The engine reads all 1,000,000 rows from part-001.parquet.
It filters out the 100 rows matching the DELETE predicate.
It writes a new file part-001-new.parquet with 999,900 rows.
The new snapshot replaces the old file reference with the new file reference.
part-001.parquet becomes an orphan, cleaned up by snapshot expiration.

The result: zero delete files in the new snapshot. All data is in clean Parquet files.

When to Use Copy-on-Write

CoW is optimal when:

Reads vastly outnumber writes: Since reads never need to apply delete files, CoW produces maximum read performance.
Write frequency is low: Rewriting entire files is expensive; CoW makes sense when updates/deletes happen in large batches rather than continuously.
Compliance requires clean reads: Some use cases require that data files be “clean” (no delete file application). CoW guarantees this.
BI dashboards and reporting: For tables serving high-concurrency analytics workloads, CoW’s read efficiency is worth the write cost.

Write Amplification

The cost of CoW is write amplification. Updating 1 row in a 512MB Parquet file requires rewriting all 512MB. For use cases with:

Frequent targeted updates (CDC, GDPR deletions)
High write throughput (streaming ingestion with corrections)
Small delete fractions per file

…CoW write amplification becomes prohibitive. In these cases, Merge-on-Read is more appropriate.

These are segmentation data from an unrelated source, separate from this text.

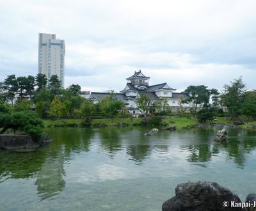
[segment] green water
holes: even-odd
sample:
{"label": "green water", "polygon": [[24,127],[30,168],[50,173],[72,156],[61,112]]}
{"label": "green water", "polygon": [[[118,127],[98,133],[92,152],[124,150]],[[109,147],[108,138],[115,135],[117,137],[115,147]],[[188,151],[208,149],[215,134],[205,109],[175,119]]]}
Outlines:
{"label": "green water", "polygon": [[55,128],[51,144],[0,150],[0,210],[161,210],[177,184],[218,182],[244,200],[256,192],[256,130],[160,132]]}

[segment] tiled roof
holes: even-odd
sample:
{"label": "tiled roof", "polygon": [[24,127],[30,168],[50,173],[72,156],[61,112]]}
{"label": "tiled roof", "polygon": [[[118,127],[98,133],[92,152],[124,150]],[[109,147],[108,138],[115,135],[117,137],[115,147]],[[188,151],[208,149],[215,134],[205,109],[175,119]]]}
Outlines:
{"label": "tiled roof", "polygon": [[134,77],[139,77],[139,78],[141,77],[141,78],[143,78],[143,79],[150,79],[149,77],[147,77],[147,76],[144,75],[144,74],[141,72],[141,70],[140,70],[139,72],[136,72],[135,71],[135,73],[132,76],[127,78],[126,79],[127,80],[131,80]]}
{"label": "tiled roof", "polygon": [[[141,91],[138,88],[136,88],[133,84],[131,83],[127,83],[127,86],[131,90],[134,90],[134,91]],[[146,90],[145,90],[145,91],[157,91],[160,89],[164,89],[164,90],[176,90],[175,89],[173,89],[170,88],[169,86],[167,85],[167,83],[164,82],[163,84],[156,84],[156,85],[152,85],[152,86],[149,86],[147,88]],[[124,91],[124,90],[123,90]]]}
{"label": "tiled roof", "polygon": [[[125,100],[126,98],[126,95],[124,93],[115,93],[115,95],[117,100]],[[109,93],[108,92],[92,92],[90,98],[92,100],[103,99],[108,95],[109,95]]]}
{"label": "tiled roof", "polygon": [[172,93],[172,98],[179,98],[179,96],[182,95],[183,97],[183,99],[186,99],[190,97],[189,95],[188,92],[173,92]]}
{"label": "tiled roof", "polygon": [[139,94],[143,94],[148,97],[151,100],[157,100],[158,97],[153,92],[139,92]]}

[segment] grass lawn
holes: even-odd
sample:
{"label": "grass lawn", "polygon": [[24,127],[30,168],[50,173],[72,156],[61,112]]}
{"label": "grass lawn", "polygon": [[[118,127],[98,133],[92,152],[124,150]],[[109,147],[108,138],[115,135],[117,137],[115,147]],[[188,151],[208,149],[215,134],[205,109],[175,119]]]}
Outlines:
{"label": "grass lawn", "polygon": [[[127,123],[132,125],[134,123],[140,123],[141,121],[141,118],[133,118],[131,120],[130,118],[114,118],[114,121],[112,122],[112,119],[95,119],[92,120],[92,123],[104,123],[107,125],[116,125],[118,123]],[[84,120],[83,119],[72,119],[72,120],[59,120],[52,121],[51,120],[44,120],[44,124],[46,127],[51,127],[52,125],[61,125],[62,123],[65,123],[68,125],[72,125],[74,123],[76,123],[77,125],[81,125],[82,122],[84,121]]]}
{"label": "grass lawn", "polygon": [[[230,121],[227,120],[225,117],[216,117],[216,121],[213,121],[213,123],[228,123]],[[105,124],[108,126],[117,125],[118,123],[126,123],[132,125],[133,123],[140,123],[141,118],[134,118],[132,120],[131,118],[114,118],[114,121],[112,122],[112,119],[95,119],[92,120],[92,124]],[[51,120],[44,120],[46,127],[76,127],[81,125],[84,122],[83,119],[72,119],[72,120],[59,120],[52,121]],[[193,128],[197,126],[199,123],[196,118],[186,118],[186,117],[170,117],[166,116],[163,120],[163,123],[167,123],[168,125],[174,125],[177,129],[184,128]],[[239,125],[239,127],[251,127],[252,125],[256,125],[256,121],[246,123],[244,125]]]}

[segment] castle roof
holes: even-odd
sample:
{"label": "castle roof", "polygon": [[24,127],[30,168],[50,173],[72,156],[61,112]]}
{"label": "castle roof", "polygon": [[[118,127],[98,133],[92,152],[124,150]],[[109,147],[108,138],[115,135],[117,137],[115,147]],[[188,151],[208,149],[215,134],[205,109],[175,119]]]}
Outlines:
{"label": "castle roof", "polygon": [[141,72],[141,70],[140,70],[139,72],[135,71],[135,73],[132,76],[127,78],[126,79],[131,81],[134,79],[143,79],[147,80],[147,79],[149,79],[150,77],[144,75],[144,74]]}
{"label": "castle roof", "polygon": [[[90,98],[91,100],[101,100],[106,97],[109,95],[108,92],[92,92]],[[126,98],[126,95],[124,93],[115,93],[116,100],[124,100]]]}
{"label": "castle roof", "polygon": [[[125,91],[125,90],[133,90],[133,91],[141,91],[141,89],[140,88],[141,86],[144,86],[143,85],[135,86],[134,85],[132,84],[131,83],[127,83],[126,87],[125,88],[124,90],[121,91],[121,92]],[[171,90],[171,91],[175,91],[175,89],[170,88],[167,83],[164,82],[162,84],[155,84],[152,86],[149,86],[147,87],[145,87],[143,91],[156,91],[159,90]]]}

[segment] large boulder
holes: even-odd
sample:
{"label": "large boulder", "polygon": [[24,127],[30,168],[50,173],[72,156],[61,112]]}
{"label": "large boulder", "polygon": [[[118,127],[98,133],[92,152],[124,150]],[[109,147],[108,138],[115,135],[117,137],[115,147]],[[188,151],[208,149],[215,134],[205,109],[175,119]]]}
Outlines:
{"label": "large boulder", "polygon": [[147,133],[144,134],[144,135],[145,136],[152,136],[153,134],[158,132],[158,131],[159,131],[159,130],[158,130],[157,129],[152,129],[150,130],[150,131],[149,131]]}
{"label": "large boulder", "polygon": [[227,131],[226,129],[223,129],[217,132],[217,134],[215,137],[214,141],[223,141],[227,140]]}
{"label": "large boulder", "polygon": [[176,126],[175,126],[175,125],[167,126],[166,127],[164,127],[163,129],[163,130],[175,130]]}
{"label": "large boulder", "polygon": [[[163,211],[243,210],[241,208],[231,208],[230,201],[232,201],[235,203],[241,202],[237,195],[216,182],[189,182],[177,186],[175,196],[165,201],[162,206],[162,210]],[[228,202],[228,206],[224,201]]]}
{"label": "large boulder", "polygon": [[51,137],[47,135],[43,139],[35,141],[28,134],[2,134],[0,135],[0,148],[16,150],[37,148],[51,141]]}
{"label": "large boulder", "polygon": [[245,203],[248,203],[251,204],[251,207],[246,208],[246,210],[254,211],[256,210],[256,207],[254,207],[254,204],[256,203],[256,194],[250,194],[247,196],[246,199],[245,199]]}

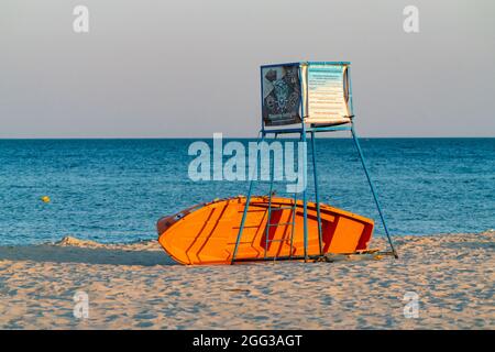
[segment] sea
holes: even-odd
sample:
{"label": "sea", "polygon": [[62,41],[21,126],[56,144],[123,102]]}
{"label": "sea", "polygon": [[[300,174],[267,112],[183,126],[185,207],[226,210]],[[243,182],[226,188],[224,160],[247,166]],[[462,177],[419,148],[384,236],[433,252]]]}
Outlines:
{"label": "sea", "polygon": [[[237,140],[246,150],[250,141]],[[245,195],[248,180],[191,177],[195,142],[201,140],[0,140],[0,245],[66,235],[103,243],[156,239],[163,216]],[[213,150],[211,140],[204,142]],[[495,139],[361,139],[361,146],[392,235],[495,228]],[[316,165],[320,200],[375,219],[383,235],[352,140],[318,139]],[[307,167],[312,200],[311,158]],[[277,182],[273,190],[285,196],[285,186]],[[254,183],[253,194],[268,191],[268,182]]]}

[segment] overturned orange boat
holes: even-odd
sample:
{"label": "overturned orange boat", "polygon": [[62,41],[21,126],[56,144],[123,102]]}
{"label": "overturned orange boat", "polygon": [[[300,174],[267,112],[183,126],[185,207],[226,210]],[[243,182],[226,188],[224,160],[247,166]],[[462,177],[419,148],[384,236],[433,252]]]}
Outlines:
{"label": "overturned orange boat", "polygon": [[[158,220],[158,242],[175,261],[187,265],[232,264],[246,198],[219,199]],[[371,219],[320,204],[307,204],[307,252],[304,204],[290,198],[251,197],[235,262],[301,260],[329,253],[367,250]]]}

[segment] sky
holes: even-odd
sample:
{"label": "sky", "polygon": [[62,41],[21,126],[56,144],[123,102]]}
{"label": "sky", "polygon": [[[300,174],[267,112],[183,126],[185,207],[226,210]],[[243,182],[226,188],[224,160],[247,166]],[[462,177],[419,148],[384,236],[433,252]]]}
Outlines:
{"label": "sky", "polygon": [[255,136],[260,65],[298,61],[352,63],[362,136],[495,136],[494,19],[493,0],[2,0],[0,138]]}

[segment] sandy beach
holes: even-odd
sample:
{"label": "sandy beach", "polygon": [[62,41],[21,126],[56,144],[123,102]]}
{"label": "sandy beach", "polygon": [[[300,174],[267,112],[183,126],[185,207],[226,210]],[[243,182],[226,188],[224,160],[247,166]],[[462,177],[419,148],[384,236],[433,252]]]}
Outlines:
{"label": "sandy beach", "polygon": [[[175,264],[155,241],[1,246],[0,328],[495,328],[494,231],[396,243],[399,260],[205,267]],[[88,295],[86,319],[74,316],[76,292]],[[418,318],[404,316],[406,293]]]}

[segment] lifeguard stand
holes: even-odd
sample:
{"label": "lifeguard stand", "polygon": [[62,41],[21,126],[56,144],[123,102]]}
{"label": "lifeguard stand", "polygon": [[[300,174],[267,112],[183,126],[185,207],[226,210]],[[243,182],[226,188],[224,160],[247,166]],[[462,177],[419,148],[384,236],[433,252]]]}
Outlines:
{"label": "lifeguard stand", "polygon": [[[318,190],[318,172],[316,161],[316,140],[318,132],[350,131],[355,148],[361,160],[364,174],[373,195],[376,208],[382,220],[385,234],[391,246],[389,254],[397,256],[385,218],[380,206],[375,187],[364,162],[358,135],[354,130],[354,114],[352,105],[351,63],[349,62],[301,62],[289,64],[276,64],[261,66],[261,106],[262,127],[257,143],[263,142],[268,135],[276,139],[280,134],[299,134],[301,142],[311,143],[311,158],[315,184],[315,202],[317,206],[318,237],[320,249],[322,248],[322,228],[320,217],[320,200]],[[256,163],[260,150],[256,151]],[[273,158],[271,158],[273,161]],[[304,184],[307,184],[307,153],[302,161]],[[257,165],[255,167],[257,169]],[[273,196],[273,165],[271,165],[271,179],[268,193],[268,219],[271,219],[271,204]],[[232,264],[235,262],[238,248],[244,230],[250,199],[252,197],[253,183],[250,180],[246,196],[246,205],[242,215],[235,248],[232,255]],[[310,260],[307,253],[308,226],[307,204],[308,190],[305,186],[301,191],[304,207],[304,260]],[[295,204],[297,193],[295,194]],[[266,237],[267,239],[267,237]],[[321,256],[323,253],[320,253]],[[289,257],[279,257],[280,260]],[[311,260],[315,257],[311,257]]]}

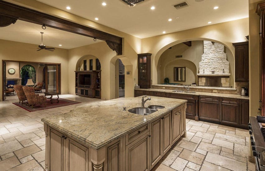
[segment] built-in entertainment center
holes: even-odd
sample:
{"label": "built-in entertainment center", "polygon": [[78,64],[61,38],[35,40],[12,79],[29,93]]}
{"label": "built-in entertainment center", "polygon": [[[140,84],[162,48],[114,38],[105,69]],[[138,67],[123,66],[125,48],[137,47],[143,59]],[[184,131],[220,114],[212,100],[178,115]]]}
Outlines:
{"label": "built-in entertainment center", "polygon": [[75,94],[90,98],[101,97],[101,71],[79,71],[75,72]]}

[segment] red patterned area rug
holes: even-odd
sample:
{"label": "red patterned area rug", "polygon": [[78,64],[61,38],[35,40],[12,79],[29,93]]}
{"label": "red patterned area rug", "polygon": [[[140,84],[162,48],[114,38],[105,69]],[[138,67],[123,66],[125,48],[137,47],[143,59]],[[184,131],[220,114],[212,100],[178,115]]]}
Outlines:
{"label": "red patterned area rug", "polygon": [[20,104],[18,102],[12,103],[31,112],[81,103],[81,102],[75,102],[75,101],[72,101],[72,100],[67,100],[64,99],[61,99],[60,98],[59,99],[59,102],[57,103],[57,101],[56,100],[54,99],[53,100],[53,103],[52,104],[51,103],[50,99],[48,99],[46,100],[46,107],[45,107],[45,105],[43,104],[41,106],[37,105],[33,106],[33,109],[31,108],[31,106],[30,107],[29,107],[27,105],[26,105],[26,103],[25,102],[23,103],[23,104],[21,104],[22,103],[21,102]]}

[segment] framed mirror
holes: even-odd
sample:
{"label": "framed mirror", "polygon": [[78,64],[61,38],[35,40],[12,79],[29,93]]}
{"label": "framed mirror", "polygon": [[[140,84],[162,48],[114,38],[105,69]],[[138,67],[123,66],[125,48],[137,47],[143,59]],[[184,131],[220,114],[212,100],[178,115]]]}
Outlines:
{"label": "framed mirror", "polygon": [[174,67],[175,81],[186,81],[186,67]]}

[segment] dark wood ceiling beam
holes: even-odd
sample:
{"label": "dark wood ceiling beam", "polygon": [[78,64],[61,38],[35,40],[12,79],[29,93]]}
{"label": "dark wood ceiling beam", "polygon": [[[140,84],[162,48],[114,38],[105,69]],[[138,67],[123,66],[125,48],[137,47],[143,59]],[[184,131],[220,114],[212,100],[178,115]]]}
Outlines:
{"label": "dark wood ceiling beam", "polygon": [[101,31],[2,0],[0,15],[104,40],[118,55],[122,54],[122,38]]}
{"label": "dark wood ceiling beam", "polygon": [[186,44],[189,47],[191,46],[191,41],[189,41],[188,42],[182,42],[182,43]]}

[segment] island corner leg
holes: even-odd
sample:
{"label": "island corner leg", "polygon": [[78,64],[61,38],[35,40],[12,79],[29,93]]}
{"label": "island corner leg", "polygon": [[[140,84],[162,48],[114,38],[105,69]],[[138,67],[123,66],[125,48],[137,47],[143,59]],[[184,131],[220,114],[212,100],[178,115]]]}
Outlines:
{"label": "island corner leg", "polygon": [[49,159],[48,152],[49,152],[49,138],[48,136],[48,126],[47,124],[45,123],[44,125],[44,132],[45,132],[45,166],[44,170],[48,170],[48,165]]}
{"label": "island corner leg", "polygon": [[103,147],[99,149],[91,149],[91,161],[93,171],[104,171],[106,149]]}

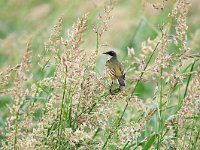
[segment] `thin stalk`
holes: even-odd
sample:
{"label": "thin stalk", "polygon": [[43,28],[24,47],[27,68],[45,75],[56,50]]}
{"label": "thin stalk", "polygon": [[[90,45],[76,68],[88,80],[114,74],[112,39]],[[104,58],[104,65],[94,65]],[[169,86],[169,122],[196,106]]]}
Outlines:
{"label": "thin stalk", "polygon": [[[20,108],[19,108],[20,109]],[[16,150],[16,144],[17,144],[17,133],[18,133],[18,119],[19,119],[19,109],[16,113],[16,121],[15,121],[15,134],[14,134],[14,150]]]}
{"label": "thin stalk", "polygon": [[[158,126],[158,131],[161,131],[161,126],[162,126],[162,92],[163,92],[163,79],[162,79],[162,74],[163,74],[163,68],[161,66],[160,69],[160,101],[159,101],[159,111],[158,111],[158,116],[159,116],[159,126]],[[163,130],[162,130],[163,131]],[[160,149],[161,141],[162,141],[162,133],[158,134],[158,145],[157,149]]]}
{"label": "thin stalk", "polygon": [[[194,69],[194,65],[195,65],[196,61],[197,61],[197,60],[195,60],[195,61],[193,62],[192,66],[191,66],[191,69],[190,69],[190,72],[193,71],[193,69]],[[186,88],[185,88],[185,93],[184,93],[183,98],[185,98],[186,95],[187,95],[187,90],[188,90],[188,86],[189,86],[189,83],[190,83],[191,77],[192,77],[192,74],[189,75],[189,78],[188,78],[188,81],[187,81],[187,85],[186,85]]]}
{"label": "thin stalk", "polygon": [[120,126],[121,120],[122,120],[122,118],[123,118],[123,116],[124,116],[124,113],[125,113],[127,107],[128,107],[128,102],[126,102],[126,106],[124,107],[124,110],[123,110],[123,112],[122,112],[122,114],[121,114],[121,116],[120,116],[120,118],[119,118],[119,120],[118,120],[118,122],[117,122],[117,126],[115,127],[115,129],[114,129],[113,131],[111,131],[111,132],[109,133],[109,135],[108,135],[108,137],[107,137],[107,139],[106,139],[106,141],[105,141],[105,143],[104,143],[104,145],[102,146],[101,149],[104,149],[104,148],[106,147],[106,145],[107,145],[108,141],[111,139],[113,133],[114,133],[114,132],[117,130],[117,128]]}
{"label": "thin stalk", "polygon": [[[66,68],[66,72],[67,72],[67,68]],[[58,137],[59,137],[59,148],[60,148],[60,144],[61,144],[61,136],[62,136],[62,116],[63,116],[63,108],[64,108],[64,100],[65,100],[65,94],[66,94],[66,83],[67,83],[67,79],[65,77],[65,81],[64,81],[64,91],[63,91],[63,95],[62,95],[62,104],[61,104],[61,109],[60,109],[60,116],[59,116],[59,125],[58,125]]]}
{"label": "thin stalk", "polygon": [[96,49],[98,50],[99,49],[99,32],[97,31],[96,32]]}

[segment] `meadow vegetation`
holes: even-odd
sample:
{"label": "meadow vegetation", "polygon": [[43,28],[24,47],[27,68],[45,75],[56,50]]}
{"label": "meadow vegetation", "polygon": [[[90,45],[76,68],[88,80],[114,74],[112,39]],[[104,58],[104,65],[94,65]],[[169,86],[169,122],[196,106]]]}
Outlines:
{"label": "meadow vegetation", "polygon": [[200,148],[198,1],[19,2],[0,2],[1,149]]}

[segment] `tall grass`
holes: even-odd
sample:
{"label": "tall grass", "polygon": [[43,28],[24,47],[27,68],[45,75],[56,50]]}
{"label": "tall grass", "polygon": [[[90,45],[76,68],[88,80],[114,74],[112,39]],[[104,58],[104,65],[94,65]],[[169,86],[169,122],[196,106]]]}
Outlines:
{"label": "tall grass", "polygon": [[[162,13],[165,5],[153,6]],[[39,77],[30,69],[29,40],[21,63],[0,73],[0,94],[12,99],[1,148],[198,149],[200,54],[187,38],[189,3],[177,0],[170,8],[159,29],[146,20],[156,37],[139,43],[139,52],[133,43],[142,22],[127,40],[131,44],[122,60],[127,84],[116,95],[110,95],[110,81],[96,68],[103,37],[112,30],[114,3],[106,4],[93,29],[88,13],[67,34],[59,18],[44,40]],[[88,30],[96,39],[89,56]]]}

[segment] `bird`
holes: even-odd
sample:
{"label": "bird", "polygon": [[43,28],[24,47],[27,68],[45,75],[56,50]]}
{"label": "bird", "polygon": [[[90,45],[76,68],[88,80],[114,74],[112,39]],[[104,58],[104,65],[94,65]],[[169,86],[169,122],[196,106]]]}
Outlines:
{"label": "bird", "polygon": [[[106,73],[108,77],[112,80],[111,87],[113,85],[113,81],[117,80],[119,84],[119,90],[120,90],[121,87],[125,86],[126,74],[121,63],[119,62],[117,58],[117,53],[111,50],[103,54],[111,56],[111,58],[106,61]],[[110,87],[110,92],[112,93],[111,87]]]}

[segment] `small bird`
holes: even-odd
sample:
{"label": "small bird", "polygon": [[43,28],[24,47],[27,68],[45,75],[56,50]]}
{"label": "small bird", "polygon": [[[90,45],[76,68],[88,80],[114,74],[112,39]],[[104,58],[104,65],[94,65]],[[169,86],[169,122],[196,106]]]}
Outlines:
{"label": "small bird", "polygon": [[[116,52],[108,51],[103,54],[111,56],[111,58],[107,60],[106,62],[106,72],[108,74],[108,77],[112,80],[112,84],[113,84],[113,80],[117,80],[119,84],[119,89],[121,89],[122,86],[125,86],[126,75],[121,63],[117,59]],[[111,87],[112,87],[112,84],[111,84]],[[110,88],[110,92],[111,92],[111,88]]]}

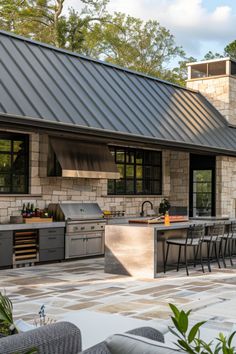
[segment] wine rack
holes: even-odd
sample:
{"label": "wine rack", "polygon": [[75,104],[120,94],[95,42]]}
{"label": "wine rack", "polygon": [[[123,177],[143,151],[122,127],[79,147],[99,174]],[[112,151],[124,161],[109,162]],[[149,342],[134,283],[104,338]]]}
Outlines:
{"label": "wine rack", "polygon": [[14,232],[13,265],[27,264],[39,261],[38,231]]}

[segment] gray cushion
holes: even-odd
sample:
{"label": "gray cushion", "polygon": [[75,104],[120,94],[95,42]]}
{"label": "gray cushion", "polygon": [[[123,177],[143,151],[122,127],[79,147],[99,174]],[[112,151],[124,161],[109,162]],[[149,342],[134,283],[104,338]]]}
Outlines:
{"label": "gray cushion", "polygon": [[114,334],[106,339],[111,354],[174,354],[181,353],[163,343],[131,334]]}

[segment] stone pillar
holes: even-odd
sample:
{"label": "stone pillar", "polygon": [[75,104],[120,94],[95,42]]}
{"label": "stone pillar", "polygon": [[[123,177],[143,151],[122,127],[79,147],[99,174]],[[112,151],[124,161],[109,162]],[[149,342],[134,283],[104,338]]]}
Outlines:
{"label": "stone pillar", "polygon": [[236,77],[225,75],[187,80],[187,88],[199,91],[227,119],[236,125]]}

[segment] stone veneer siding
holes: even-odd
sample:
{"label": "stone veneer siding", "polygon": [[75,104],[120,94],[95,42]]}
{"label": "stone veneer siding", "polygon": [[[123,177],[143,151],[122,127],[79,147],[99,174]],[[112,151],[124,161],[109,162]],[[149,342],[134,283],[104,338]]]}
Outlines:
{"label": "stone veneer siding", "polygon": [[19,215],[23,203],[34,203],[39,208],[49,203],[72,200],[97,202],[102,209],[125,211],[138,215],[144,200],[150,200],[158,209],[163,197],[172,205],[188,205],[188,154],[163,150],[163,194],[161,196],[109,196],[107,180],[47,177],[48,136],[30,134],[29,195],[0,195],[0,222],[9,222],[10,215]]}
{"label": "stone veneer siding", "polygon": [[230,124],[236,125],[236,77],[192,79],[187,81],[187,88],[201,92]]}
{"label": "stone veneer siding", "polygon": [[216,158],[216,215],[236,216],[236,157]]}

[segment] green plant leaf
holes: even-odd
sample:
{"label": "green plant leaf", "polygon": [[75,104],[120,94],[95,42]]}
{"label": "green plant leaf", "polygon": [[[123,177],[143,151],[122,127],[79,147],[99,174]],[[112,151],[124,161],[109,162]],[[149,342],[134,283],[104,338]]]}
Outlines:
{"label": "green plant leaf", "polygon": [[173,314],[175,315],[175,318],[178,319],[179,318],[179,310],[177,309],[177,307],[174,304],[169,304],[171,311],[173,312]]}
{"label": "green plant leaf", "polygon": [[172,322],[173,322],[174,325],[175,325],[175,328],[176,328],[180,333],[182,333],[181,328],[180,328],[180,325],[179,325],[179,322],[177,321],[177,319],[176,319],[175,317],[171,317],[171,319],[172,319]]}
{"label": "green plant leaf", "polygon": [[188,316],[183,310],[179,314],[179,327],[183,333],[186,333],[188,330]]}
{"label": "green plant leaf", "polygon": [[178,337],[179,339],[182,339],[182,337],[176,332],[174,331],[171,327],[168,327],[169,328],[169,331],[176,337]]}
{"label": "green plant leaf", "polygon": [[191,342],[195,339],[196,334],[197,334],[199,328],[200,328],[204,323],[206,323],[206,321],[198,322],[198,323],[196,323],[196,324],[192,327],[192,329],[190,330],[189,335],[188,335],[188,341],[189,341],[189,343],[191,343]]}
{"label": "green plant leaf", "polygon": [[183,349],[185,349],[187,351],[187,353],[195,354],[194,350],[190,347],[190,345],[188,345],[187,342],[185,342],[185,340],[179,339],[178,343]]}
{"label": "green plant leaf", "polygon": [[232,340],[233,340],[235,334],[236,334],[236,331],[234,331],[228,338],[228,346],[229,347],[231,346],[231,343],[232,343]]}

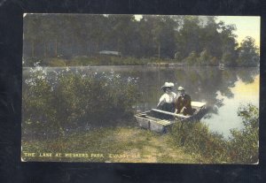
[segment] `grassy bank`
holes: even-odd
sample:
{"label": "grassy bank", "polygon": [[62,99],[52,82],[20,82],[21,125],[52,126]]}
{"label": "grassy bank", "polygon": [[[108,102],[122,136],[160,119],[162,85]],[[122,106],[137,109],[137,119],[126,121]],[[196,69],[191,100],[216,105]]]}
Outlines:
{"label": "grassy bank", "polygon": [[[199,154],[173,147],[168,134],[137,127],[103,128],[51,141],[22,141],[22,147],[25,161],[209,163]],[[35,154],[30,157],[27,153]],[[56,156],[59,153],[60,156]]]}

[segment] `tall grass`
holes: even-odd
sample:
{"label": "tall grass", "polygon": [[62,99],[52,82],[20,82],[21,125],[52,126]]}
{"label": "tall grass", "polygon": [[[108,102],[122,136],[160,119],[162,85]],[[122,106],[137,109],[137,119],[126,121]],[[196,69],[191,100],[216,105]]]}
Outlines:
{"label": "tall grass", "polygon": [[212,163],[254,164],[258,161],[259,112],[252,104],[241,106],[238,115],[244,128],[232,129],[226,140],[210,132],[200,122],[177,122],[172,127],[171,141],[190,153],[200,153]]}

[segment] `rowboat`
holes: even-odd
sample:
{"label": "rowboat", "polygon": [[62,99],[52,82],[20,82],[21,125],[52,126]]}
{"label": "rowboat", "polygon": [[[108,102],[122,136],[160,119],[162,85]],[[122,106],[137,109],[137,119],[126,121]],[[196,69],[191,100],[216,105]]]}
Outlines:
{"label": "rowboat", "polygon": [[135,115],[138,126],[142,128],[157,133],[167,133],[170,126],[178,122],[199,121],[207,113],[206,103],[192,102],[193,109],[192,115],[183,115],[164,111],[161,110],[152,109]]}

Copy-on-Write SQL Configuration

In Apache Spark:

-- Create a table with CoW as the default write mode
CREATE TABLE orders (order_id BIGINT, status STRING)
USING iceberg
TBLPROPERTIES (
  'write.delete.mode' = 'copy-on-write',
  'write.update.mode' = 'copy-on-write',
  'write.merge.mode' = 'copy-on-write'
);

CoW vs. MoR: Decision Framework

Scenario	Recommended Strategy
High read / low write ratio	Copy-on-Write
Streaming deletes (CDC)	Merge-on-Read
Batch corrections (nightly)	Copy-on-Write
GDPR erasure (frequent targeted)	Merge-on-Read → then compact
BI-serving table	Copy-on-Write
Event log with corrections	Merge-on-Read

Many production architectures use mixed strategies: CoW for final serving tables (optimized for read), MoR for staging/ingestion tables (optimized for write throughput), and a scheduled compaction job that converts MoR tables to CoW-equivalent clean state.

CoW and Compaction

Even for MoR tables, compaction produces CoW-equivalent results. The compaction job reads all data files, applies all pending delete files, and writes new clean data files: equivalent to what CoW would have produced if used from the beginning. This is why some teams use MoR for writes and schedule regular compaction to maintain CoW-like read performance.